Кухня была рядом со столовой и тоже окнами на галерею. Над плитой вытяжной колпак, как в старину. Безо всякой надобности, конечно, потому что готовили на газу. В том колпаке — его сто лет не чистили — набилось полно сажи, и как дождь, сажа оттуда хлопьями прямо на плиту. В конце столовой — стеклянная дверь в коридор, где стоял старинный шкаф — высоченный и широкий. Когда в доме совсем тихо, слышно шуршанье — это его точили жучки. Они этот шкаф облюбовали. Бывало с утра слышно, как дерево грызут. И сеньора однажды сказала:

— Чем скорее съедят, тем лучше. Мы с ней как раз шли по коридору в большую залу, где раньше был альков; там все переиначили на современный лад: сняли стеклянную перегородку, и осталась только деревянная рама — полукругом.

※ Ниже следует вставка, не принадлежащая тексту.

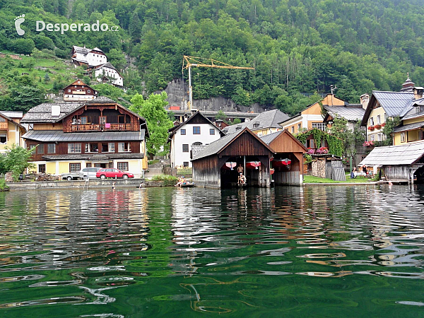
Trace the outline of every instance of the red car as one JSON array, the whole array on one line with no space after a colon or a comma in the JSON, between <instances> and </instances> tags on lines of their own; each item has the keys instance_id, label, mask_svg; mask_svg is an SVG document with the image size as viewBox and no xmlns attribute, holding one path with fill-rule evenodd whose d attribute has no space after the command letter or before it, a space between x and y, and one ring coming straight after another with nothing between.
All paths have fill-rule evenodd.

В этой зале тоже стоял шкаф из черного дерева, а зеркало в нем испорченное, все в темных крапинах. Прямо у окна, откуда сеньора в первый раз мне крикнула, чтобы я завернула за угол, был туалетный столик с зеркалом, тоже в черных точечках, а рядом умывальник, совсем новый, с никелированным краном. В бывшем алькове до самого потолка — полки, забитые книгами, а в самой глубине приткнулся книжный шкаф со стеклянными дверками, но снизу — сплошь дерево. В одном месте стекло разбито. Сеньора сказала, что это ее дочь, мать того хиленького мальчика — он все время шел за нами, — взяла и пальнула в зеркало из игрушечного пистолета, который подарили ребенку на Рождество. Дочь-то, наверно, с приветом, целилась в лампочку над столом, ну, и промахнулась. Угодила в шкаф, и стекло, само собой, разбилось.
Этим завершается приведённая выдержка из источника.